Taurina, de Anelis Assumpção, versos que alimentam o dia a dia

Da capa ao título, passando pela foto de divulgação de Anelis Assumpção, tudo remete ao signo Touro e também ao animal. Será? Uma pesquisa rápida com amigos do Twitter revelou que os taurinos são esfomeados, intensos no amor (para o bem e para o mal), egoístas, sensíveis, bonitos, sensuais e preguiçosos. O disco também é feminista ao ponto que o animal no caso é uma vaca, como na capa de Camile Sproesser, que remete ao alimento e até ao sagrado como na Índia.

Por Hugo Morais

Anelis Assumpção - Caroline Bittencourt

O novo disco de Anelis Assumpção fala do dia a dia, do amor, das perdas, das neuras, tudo com cheiro de cozinha. Recheado de referências a comida como mote para o amor e claro a desilusão. Para sentimentos sexuais, para demonstrações de afeto que podem ser frutas ou um delicioso pastel de vento com o coração dentro, como diz a letra de “Pastel de Vento”. Uma boa definição para algumas frustrações do dia a dia. As frustrações, aventuras e preguiça do passar do tempo também podem ser vistas como demonstrações do feminismo sem cair no mais do mesmo do linguajar. Nas entrelinhas da poesia está tudo lá.
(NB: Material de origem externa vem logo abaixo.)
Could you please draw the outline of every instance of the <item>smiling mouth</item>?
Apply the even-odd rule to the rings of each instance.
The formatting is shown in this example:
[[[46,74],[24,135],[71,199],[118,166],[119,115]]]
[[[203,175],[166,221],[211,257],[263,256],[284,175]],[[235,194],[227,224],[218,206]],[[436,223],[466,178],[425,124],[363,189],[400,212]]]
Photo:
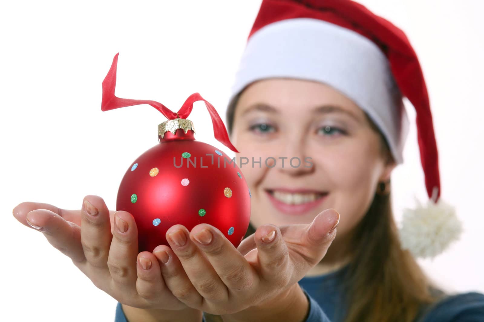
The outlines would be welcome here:
[[[328,195],[327,192],[290,193],[270,190],[266,191],[274,199],[287,205],[302,205],[313,202]]]

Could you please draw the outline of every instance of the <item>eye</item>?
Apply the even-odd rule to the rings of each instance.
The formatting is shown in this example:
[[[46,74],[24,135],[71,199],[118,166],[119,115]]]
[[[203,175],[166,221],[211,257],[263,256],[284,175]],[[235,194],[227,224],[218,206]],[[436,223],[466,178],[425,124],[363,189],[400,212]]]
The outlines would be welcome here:
[[[327,125],[325,126],[320,127],[318,131],[318,134],[321,133],[324,136],[333,136],[336,134],[340,134],[346,135],[347,133],[346,131],[342,130],[336,126],[330,126]]]
[[[269,133],[274,132],[275,128],[267,123],[258,123],[251,126],[249,128],[251,131],[259,133]]]

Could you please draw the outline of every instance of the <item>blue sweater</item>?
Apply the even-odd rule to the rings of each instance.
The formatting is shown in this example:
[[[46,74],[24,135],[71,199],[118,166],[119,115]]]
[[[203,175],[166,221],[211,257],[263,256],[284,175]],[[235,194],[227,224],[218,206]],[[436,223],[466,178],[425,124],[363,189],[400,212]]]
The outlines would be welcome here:
[[[341,322],[337,312],[344,308],[340,279],[348,267],[318,276],[304,277],[299,284],[309,300],[305,322]],[[469,292],[448,295],[421,312],[415,322],[484,322],[484,294]],[[115,322],[127,322],[121,304],[116,307]],[[205,317],[202,322],[205,322]]]

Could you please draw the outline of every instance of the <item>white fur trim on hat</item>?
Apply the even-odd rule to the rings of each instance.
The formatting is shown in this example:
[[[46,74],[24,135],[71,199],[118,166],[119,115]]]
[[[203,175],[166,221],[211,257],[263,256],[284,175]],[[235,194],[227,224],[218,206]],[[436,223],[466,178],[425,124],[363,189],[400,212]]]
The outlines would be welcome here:
[[[338,90],[368,114],[395,161],[403,162],[408,118],[388,61],[372,42],[318,19],[270,24],[249,39],[230,100],[252,83],[274,77],[318,81]]]

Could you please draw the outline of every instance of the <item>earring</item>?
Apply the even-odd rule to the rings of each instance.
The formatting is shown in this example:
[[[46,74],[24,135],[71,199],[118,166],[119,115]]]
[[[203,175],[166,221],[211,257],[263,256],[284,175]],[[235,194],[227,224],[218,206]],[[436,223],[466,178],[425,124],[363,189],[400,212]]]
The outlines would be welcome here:
[[[387,196],[390,193],[390,180],[381,181],[378,182],[377,187],[377,194],[380,196]]]

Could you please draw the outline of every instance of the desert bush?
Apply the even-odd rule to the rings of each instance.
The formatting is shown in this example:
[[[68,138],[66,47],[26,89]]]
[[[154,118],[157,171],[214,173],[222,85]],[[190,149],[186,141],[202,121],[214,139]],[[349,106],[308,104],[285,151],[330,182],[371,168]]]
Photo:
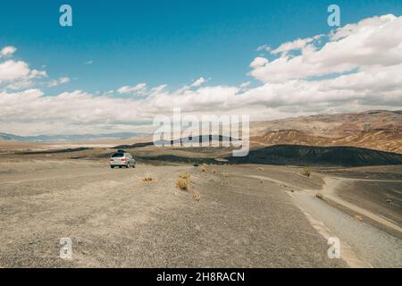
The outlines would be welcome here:
[[[356,214],[356,215],[355,215],[355,218],[356,218],[357,221],[359,221],[359,222],[362,222],[362,221],[363,221],[362,215]]]
[[[303,174],[306,177],[310,177],[311,175],[311,170],[308,167],[306,167],[303,169]]]
[[[199,193],[199,191],[196,190],[193,194],[193,198],[196,201],[199,201],[199,199],[201,198],[201,194]]]
[[[155,178],[147,177],[147,178],[144,178],[142,180],[142,181],[145,181],[145,182],[156,182],[156,179]]]

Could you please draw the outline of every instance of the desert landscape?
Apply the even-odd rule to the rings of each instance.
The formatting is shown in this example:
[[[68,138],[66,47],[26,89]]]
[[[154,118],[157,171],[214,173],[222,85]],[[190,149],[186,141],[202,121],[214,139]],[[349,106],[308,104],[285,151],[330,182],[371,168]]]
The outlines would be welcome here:
[[[252,122],[246,157],[2,140],[0,266],[402,267],[401,127],[398,111]],[[110,169],[121,148],[136,168]]]

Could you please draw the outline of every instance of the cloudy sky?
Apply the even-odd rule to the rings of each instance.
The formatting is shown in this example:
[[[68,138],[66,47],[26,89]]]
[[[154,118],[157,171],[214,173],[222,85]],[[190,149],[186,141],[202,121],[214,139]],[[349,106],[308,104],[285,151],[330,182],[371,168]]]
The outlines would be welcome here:
[[[218,2],[218,3],[216,3]],[[402,2],[14,1],[0,10],[0,132],[147,131],[157,114],[252,120],[402,109]],[[24,6],[24,9],[21,7]]]

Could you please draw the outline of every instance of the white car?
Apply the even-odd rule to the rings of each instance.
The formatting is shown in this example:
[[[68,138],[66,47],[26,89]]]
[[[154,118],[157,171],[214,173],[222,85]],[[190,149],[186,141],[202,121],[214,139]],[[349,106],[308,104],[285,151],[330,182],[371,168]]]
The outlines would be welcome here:
[[[109,159],[110,167],[113,169],[114,167],[136,167],[136,160],[133,158],[132,155],[127,152],[117,152],[112,155]]]

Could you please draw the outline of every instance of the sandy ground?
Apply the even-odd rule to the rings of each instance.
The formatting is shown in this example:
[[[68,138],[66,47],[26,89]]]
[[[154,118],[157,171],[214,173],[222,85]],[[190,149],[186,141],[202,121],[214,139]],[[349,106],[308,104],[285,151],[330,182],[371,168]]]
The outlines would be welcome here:
[[[328,258],[326,240],[283,186],[252,177],[268,170],[216,168],[2,162],[0,265],[348,266]],[[190,191],[174,186],[182,171],[191,173]],[[71,260],[59,257],[64,237],[72,240]]]
[[[399,180],[398,167],[378,170],[341,179]],[[191,175],[188,191],[175,188],[181,172]],[[112,170],[107,159],[3,159],[0,266],[402,267],[402,240],[314,197],[342,198],[338,187],[330,192],[328,177],[343,173],[314,170],[307,178],[300,168],[269,165]],[[155,181],[143,181],[148,177]],[[401,226],[398,211],[342,202],[387,222],[394,215]],[[66,237],[71,260],[59,257]],[[330,237],[340,240],[340,259],[327,256]]]

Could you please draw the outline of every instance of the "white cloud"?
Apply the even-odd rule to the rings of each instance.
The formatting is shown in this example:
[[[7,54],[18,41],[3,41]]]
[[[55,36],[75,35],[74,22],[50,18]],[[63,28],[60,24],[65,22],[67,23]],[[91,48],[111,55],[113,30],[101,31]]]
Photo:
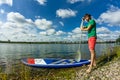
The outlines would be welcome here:
[[[59,36],[59,35],[64,35],[64,34],[66,34],[66,33],[63,31],[57,31],[55,35]]]
[[[75,28],[74,30],[72,30],[73,33],[81,33],[81,30],[79,27]]]
[[[45,3],[47,2],[47,0],[37,0],[37,2],[38,2],[40,5],[45,5]]]
[[[109,10],[100,15],[97,22],[106,23],[108,26],[120,26],[120,8],[111,5]]]
[[[2,4],[8,4],[10,6],[12,6],[13,0],[0,0],[0,5]]]
[[[56,15],[61,18],[69,18],[76,16],[77,11],[71,9],[59,9],[56,11]]]
[[[41,30],[50,29],[52,27],[52,21],[46,19],[36,19],[35,20],[36,26]]]

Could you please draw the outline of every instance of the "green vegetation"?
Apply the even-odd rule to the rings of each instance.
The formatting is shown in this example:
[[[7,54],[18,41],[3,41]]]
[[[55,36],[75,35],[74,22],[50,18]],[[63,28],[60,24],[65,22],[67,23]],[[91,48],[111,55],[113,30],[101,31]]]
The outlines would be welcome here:
[[[120,47],[114,47],[112,50],[107,49],[105,54],[97,59],[98,67],[106,63],[120,59]],[[63,69],[44,69],[32,68],[25,66],[20,61],[12,66],[10,73],[4,73],[3,67],[0,66],[0,80],[76,80],[77,72],[85,66]],[[84,71],[82,71],[84,73]],[[85,80],[88,80],[86,77]]]

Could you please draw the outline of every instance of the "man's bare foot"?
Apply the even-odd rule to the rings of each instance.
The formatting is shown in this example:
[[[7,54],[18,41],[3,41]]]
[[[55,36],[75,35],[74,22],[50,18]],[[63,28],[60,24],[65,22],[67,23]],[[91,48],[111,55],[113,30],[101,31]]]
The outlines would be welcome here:
[[[86,70],[86,73],[90,73],[92,68],[89,68],[88,70]]]

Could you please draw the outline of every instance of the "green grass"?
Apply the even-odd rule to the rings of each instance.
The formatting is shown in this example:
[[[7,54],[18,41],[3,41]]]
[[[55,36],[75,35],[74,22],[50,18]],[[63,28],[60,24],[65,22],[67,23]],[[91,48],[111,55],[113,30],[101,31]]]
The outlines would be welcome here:
[[[97,64],[102,67],[107,62],[120,58],[120,47],[114,47],[112,51],[106,49],[105,54],[97,59]],[[0,66],[0,80],[76,80],[76,72],[83,67],[45,69],[25,66],[21,62],[11,67],[10,73],[3,72]]]

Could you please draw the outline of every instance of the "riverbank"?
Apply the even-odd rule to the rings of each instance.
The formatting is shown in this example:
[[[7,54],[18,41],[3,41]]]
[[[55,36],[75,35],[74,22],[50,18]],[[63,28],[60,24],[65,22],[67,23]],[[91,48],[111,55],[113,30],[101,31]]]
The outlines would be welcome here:
[[[19,60],[11,67],[10,73],[3,73],[0,66],[0,80],[119,80],[120,79],[120,47],[107,49],[97,59],[97,67],[86,73],[88,66],[44,69],[25,66]],[[8,68],[10,68],[8,66]]]

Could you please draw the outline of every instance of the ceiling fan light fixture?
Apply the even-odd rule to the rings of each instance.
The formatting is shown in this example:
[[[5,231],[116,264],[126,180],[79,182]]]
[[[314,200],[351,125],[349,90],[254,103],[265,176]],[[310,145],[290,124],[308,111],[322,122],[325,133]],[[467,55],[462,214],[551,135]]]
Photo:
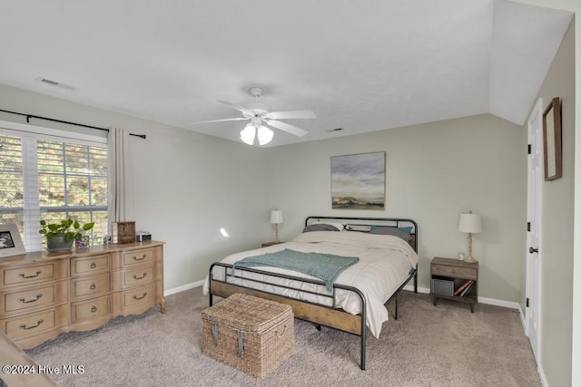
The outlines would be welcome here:
[[[240,132],[240,139],[248,145],[254,143],[254,137],[256,137],[256,128],[251,123],[246,125],[242,131]]]
[[[266,145],[272,140],[274,132],[268,129],[264,125],[261,125],[258,128],[258,143],[261,145]]]

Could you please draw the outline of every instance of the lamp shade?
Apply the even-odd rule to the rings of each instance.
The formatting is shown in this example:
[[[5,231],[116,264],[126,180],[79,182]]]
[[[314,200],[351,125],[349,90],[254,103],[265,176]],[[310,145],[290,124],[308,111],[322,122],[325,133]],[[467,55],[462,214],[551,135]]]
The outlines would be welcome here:
[[[460,232],[478,234],[482,232],[482,219],[478,214],[472,211],[460,214]]]
[[[280,209],[273,209],[271,211],[271,223],[278,225],[282,223],[282,211]]]

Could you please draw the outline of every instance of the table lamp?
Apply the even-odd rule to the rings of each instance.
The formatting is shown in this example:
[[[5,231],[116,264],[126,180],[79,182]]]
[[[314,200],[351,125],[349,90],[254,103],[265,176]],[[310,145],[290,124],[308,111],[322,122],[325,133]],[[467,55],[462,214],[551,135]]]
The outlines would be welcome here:
[[[279,240],[279,225],[282,223],[282,210],[273,209],[271,211],[271,223],[274,225],[274,243],[281,243]]]
[[[468,234],[468,255],[464,258],[464,262],[476,262],[476,259],[472,257],[472,234],[482,232],[482,219],[480,216],[478,214],[473,214],[472,211],[460,214],[460,227],[458,229],[460,232]]]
Em “Gosto Serena” Anelis canta “degustar a palavra”. O disco é bem isso. Uma degustação de palavras, já que sua poesia passeia e costura o que somos e nossa relação com a comida. Nossa não, dos taurinos. Por aqui uma declaração de amor pode ser um cuscuz com ovo ou queijo coalho. Tapioca na manteiga, molhada no leite de coco ou com qualquer recheio que exista. No café, no almoço e no jantar. Sem restrições. Pode ser apetite, pode ser gula, pode ser amor. Fazer uma tapioca para pessoa amada e uma xícara de café é uma bela demonstração de amor.
Ouvindo Taurina é inevitável não lembrar de Rita Lee em “Macarrão com linguiça e pimentão” do disco Build Up.

Há quem achou Taurina um disco fraco. Não é fraco, talvez menos exigente na parte musical em comparação com os anteriores Amigos Imaginários (2014) e Sou Suspeita, Estou Sujeita, Não Sou Santa (2011). Mas que no fim das contas os sambas, blues (lembrei da potiguar Simona Talma), reggae/dub e rock seguem uma linha de produção aos moldes dos discos anteriores, de modo que bate com o que Karoline, Fernando, Mariana, Gabi e Caio disseram. Mais precisamente o que Andreza Cruz, uma taurina, me disse sobre o signo: “gostam de estabilidade em todos os sentidos, consequentemente resistentes a mudança”.

A perda também é vista e descrita como jejum. Anelis perdeu a irmã, Serena, para um câncer. O jejum pode ser ela ou um amor perdido, dependendo do ponto de vista de quem lê e ouve. A bebida, no caso a cerveja, também é contemplada em “Amor de Vidro” e é retrato fiel de tantos casos de amor mundo afora. Seja em se quebrar fácil como o vidro ou se envolver e sorver o líquido. O samba convida a ir a um boteco e se entregar, como descreve a música: “uma ampola e dois cigarros e me entrego sem pestanejar”.

O disco é um lançamento da Natura Musical e Scubidu Music. Como de costume conta com várias participações e estão no disco Liniker e Os Caramelows, Tulipa Ruiz, Ava Rocha, Vitor Hugo, Thalma de Freitas e Céu. A banda é formada por Lelena Anhaia, MAU, Zé Nigro, Ed Trombone, Saulo Duarte e Thomas Harres. A produção foi de Beto Villares.

Se o disco não é excelente, também não é ruim. É um bom disco onde a poesia se sobressai ao lado musical. E tem seu lado feminista, como dito antes, ao ponto que os sentimentos, vivências e desejos são mostrados nus e crus, sem vergonha de ser quem ela é.